Lorna Boyer, marketing manager for U.K. company Eventurous, told HR Dive that her company has seen “a huge influx” of holiday event inquiries. From her perspective, however, the split between virtual and in-person parties continues to be balanced. “We’re seeing lots of people looking for virtual options, as it offers the security and comfort of a COVID-safe solution — but also lots of people wanting to reunite colleagues after months of remote working.”

Regarding U.K. COVID restrictions, the response is mixed, Boyer said. “It completely depends on comfort levels. The guidance from the government now is largely to get vaccinated and take regular tests and isolate where needed,” she said. “We are seeing a lot of people getting colleagues to take a lateral flow test [also known as a rapid response test] before participating in events, and a lot of people still sticking to a hybrid or virtual format for both events and workspaces.”

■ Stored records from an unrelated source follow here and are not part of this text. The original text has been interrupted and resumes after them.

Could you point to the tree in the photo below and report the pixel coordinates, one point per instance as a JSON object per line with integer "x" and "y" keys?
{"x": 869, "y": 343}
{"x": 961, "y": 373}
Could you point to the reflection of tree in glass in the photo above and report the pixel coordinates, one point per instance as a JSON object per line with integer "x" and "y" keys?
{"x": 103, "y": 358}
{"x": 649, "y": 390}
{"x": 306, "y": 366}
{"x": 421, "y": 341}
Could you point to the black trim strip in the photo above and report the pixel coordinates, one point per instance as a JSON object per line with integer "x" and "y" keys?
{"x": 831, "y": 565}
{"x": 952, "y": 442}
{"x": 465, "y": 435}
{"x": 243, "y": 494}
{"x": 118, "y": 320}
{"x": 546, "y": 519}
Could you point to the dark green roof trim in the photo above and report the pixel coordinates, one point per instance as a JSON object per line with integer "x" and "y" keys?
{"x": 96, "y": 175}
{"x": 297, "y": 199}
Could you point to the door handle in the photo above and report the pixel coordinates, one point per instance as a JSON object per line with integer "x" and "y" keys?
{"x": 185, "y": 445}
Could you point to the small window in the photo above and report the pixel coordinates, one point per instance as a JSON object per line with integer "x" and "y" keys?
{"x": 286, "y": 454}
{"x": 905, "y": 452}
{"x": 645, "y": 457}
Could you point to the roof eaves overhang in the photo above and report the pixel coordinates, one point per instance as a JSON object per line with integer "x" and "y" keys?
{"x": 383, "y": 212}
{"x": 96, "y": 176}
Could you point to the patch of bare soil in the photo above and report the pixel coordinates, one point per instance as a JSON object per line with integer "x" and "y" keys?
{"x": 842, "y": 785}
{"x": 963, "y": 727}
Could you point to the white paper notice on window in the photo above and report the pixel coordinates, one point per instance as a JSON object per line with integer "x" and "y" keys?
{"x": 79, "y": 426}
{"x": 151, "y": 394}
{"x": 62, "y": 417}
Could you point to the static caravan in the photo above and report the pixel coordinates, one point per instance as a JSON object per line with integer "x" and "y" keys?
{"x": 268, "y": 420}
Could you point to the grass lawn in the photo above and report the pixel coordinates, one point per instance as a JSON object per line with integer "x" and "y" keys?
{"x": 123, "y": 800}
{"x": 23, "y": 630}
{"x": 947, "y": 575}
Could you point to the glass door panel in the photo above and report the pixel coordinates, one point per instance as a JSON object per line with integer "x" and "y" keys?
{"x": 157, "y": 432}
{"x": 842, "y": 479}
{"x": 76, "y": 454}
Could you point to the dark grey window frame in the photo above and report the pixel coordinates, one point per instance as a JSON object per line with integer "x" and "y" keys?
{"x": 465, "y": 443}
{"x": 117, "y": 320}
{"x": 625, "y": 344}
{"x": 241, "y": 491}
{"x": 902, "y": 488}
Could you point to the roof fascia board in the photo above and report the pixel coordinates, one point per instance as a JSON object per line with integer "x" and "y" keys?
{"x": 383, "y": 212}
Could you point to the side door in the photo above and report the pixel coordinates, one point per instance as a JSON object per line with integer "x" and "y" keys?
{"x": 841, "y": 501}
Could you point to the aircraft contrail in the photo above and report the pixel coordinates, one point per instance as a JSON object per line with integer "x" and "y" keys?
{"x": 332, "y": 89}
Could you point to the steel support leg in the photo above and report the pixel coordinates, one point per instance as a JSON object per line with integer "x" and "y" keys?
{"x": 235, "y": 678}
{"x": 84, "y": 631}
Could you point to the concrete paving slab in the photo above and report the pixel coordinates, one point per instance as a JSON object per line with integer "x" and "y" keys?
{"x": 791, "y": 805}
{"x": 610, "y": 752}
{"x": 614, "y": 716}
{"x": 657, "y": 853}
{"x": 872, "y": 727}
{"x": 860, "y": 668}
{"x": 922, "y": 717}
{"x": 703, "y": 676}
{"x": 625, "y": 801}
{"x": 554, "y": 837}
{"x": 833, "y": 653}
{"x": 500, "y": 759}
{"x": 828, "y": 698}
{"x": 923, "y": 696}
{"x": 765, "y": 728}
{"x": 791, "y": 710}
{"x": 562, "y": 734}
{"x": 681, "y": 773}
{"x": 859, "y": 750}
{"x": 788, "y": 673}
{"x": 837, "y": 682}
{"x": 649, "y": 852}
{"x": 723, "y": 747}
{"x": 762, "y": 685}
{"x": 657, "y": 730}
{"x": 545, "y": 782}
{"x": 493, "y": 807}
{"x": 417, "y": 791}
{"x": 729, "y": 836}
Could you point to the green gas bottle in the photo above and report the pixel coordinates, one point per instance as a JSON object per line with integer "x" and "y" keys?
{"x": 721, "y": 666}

Some guests will be masked; others won’t. Boyer said that many employers throwing bigger events are requiring proof of a negative test or double vaccination to attend. “Just to make sure everyone stays safe,” she said. Boyer added that event providers in the U.K. are collectively embracing constant sanitization of equipment and props, and regular testing of event staff.

Similar to Roberts, Boyer said it seems many U.K. employers are planning to celebrate “in a big way” this winter.

As always with coronavirus, there are no easy answers or perfect solutions. With holiday parties, the consensus seems to be that comfort level should be the deciding factor.

Take Hibob’s end-of-year soirée, for example. The need for revelry and merry-making was three fold. For one, Hibob hired 30 people in the two months prior to the party. “It’s an opportunity for all these new people who have never met before to come together,” Rosencrans said. “And then the other element of it is, you know, we’re all coming out of a pandemic, where we haven’t been social for a really long time.” The goal was to add some levity to Hibob employees’ existence.

“We’re renting out a venue where we’re going to have music and dancing and an open bar. We’re going to go all out this year, because we really want to just celebrate what the company’s achieved,” she said, “making it through a very difficult year and a half.”